Selain itu, ada Bukie B. Mansyur sebagai Hendra, Wavi Zihan sebagai Wati, dan Benedictus Siregar sebagai Franky. Pemain pendukung seperti Sadana Agung Sulistya (Karno) dan Yono Bakrie (Rono) turut memperkaya alur cerita. Tidak ketinggalan, sosok-sosok antagonis seperti Hayati Aziz sebagai Nyi Wilengi dan Tina Sultani sebagai hantu orang Belanda menambah nuansa menegangkan.

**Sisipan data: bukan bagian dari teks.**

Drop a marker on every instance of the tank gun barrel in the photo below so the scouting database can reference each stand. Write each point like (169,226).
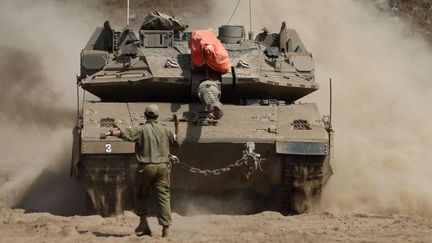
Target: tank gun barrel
(209,93)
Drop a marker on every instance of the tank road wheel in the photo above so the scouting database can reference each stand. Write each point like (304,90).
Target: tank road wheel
(105,184)
(301,183)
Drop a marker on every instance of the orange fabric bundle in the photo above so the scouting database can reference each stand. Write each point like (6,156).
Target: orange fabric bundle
(207,49)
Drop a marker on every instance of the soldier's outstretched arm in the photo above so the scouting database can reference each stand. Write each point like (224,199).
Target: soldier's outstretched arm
(115,133)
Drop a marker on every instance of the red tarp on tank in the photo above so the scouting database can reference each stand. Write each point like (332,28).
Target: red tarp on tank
(207,49)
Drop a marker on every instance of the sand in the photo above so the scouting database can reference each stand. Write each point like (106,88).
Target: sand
(17,226)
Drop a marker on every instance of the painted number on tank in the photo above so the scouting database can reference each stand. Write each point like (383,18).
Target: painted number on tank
(108,148)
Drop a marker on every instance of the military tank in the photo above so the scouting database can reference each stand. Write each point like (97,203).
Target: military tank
(240,129)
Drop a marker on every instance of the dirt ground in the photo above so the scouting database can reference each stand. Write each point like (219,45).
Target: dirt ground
(16,226)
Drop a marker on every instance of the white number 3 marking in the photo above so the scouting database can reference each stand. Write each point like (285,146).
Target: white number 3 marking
(108,148)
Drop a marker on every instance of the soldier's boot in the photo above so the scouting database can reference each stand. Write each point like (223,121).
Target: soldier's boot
(165,231)
(143,227)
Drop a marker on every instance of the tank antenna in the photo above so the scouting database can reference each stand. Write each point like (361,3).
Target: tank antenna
(331,102)
(250,16)
(127,13)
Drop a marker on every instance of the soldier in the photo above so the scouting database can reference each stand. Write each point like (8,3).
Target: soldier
(153,170)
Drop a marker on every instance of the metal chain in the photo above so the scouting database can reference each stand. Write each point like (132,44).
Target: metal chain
(250,160)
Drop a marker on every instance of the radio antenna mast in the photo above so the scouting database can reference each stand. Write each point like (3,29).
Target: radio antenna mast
(127,13)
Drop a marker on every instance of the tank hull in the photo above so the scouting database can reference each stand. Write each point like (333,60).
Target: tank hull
(287,151)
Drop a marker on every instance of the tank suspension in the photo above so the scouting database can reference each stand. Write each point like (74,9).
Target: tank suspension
(209,93)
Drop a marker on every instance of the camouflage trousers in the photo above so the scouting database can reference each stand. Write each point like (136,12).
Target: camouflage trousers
(157,178)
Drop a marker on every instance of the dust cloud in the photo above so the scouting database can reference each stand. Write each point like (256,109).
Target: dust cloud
(382,91)
(39,57)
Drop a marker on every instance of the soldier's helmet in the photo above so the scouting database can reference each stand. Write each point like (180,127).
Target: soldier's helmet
(151,110)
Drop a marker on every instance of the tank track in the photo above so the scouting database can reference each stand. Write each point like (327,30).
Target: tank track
(105,181)
(302,183)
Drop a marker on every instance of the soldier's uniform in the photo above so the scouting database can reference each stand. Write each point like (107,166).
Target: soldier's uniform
(153,140)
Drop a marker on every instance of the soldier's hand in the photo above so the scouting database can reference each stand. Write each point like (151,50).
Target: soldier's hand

Dengan pemeran yang solid, film Pabrik Gula berhasil menghadirkan atmosfer horor yang mencekam. Setiap karakter memiliki peran krusial dalam mengungkap misteri kelam pabrik tersebut.

Fakta Menarik Film

Film Pabrik Gula tidak hanya mengandalkan jumpscare, tetapi juga menyisipkan elemen cerita rakyat dan mitos lokal. Gudang barat pabrik menjadi episentrum kengerian dalam film ini, menyimpan teror paling mengerikan yang membuat bulu kudu para buruh meremang.Konon, pemilik pabrik pernah membuat perjanjian dengan Maha Ratu makhluk halus untuk tidak saling mengganggu.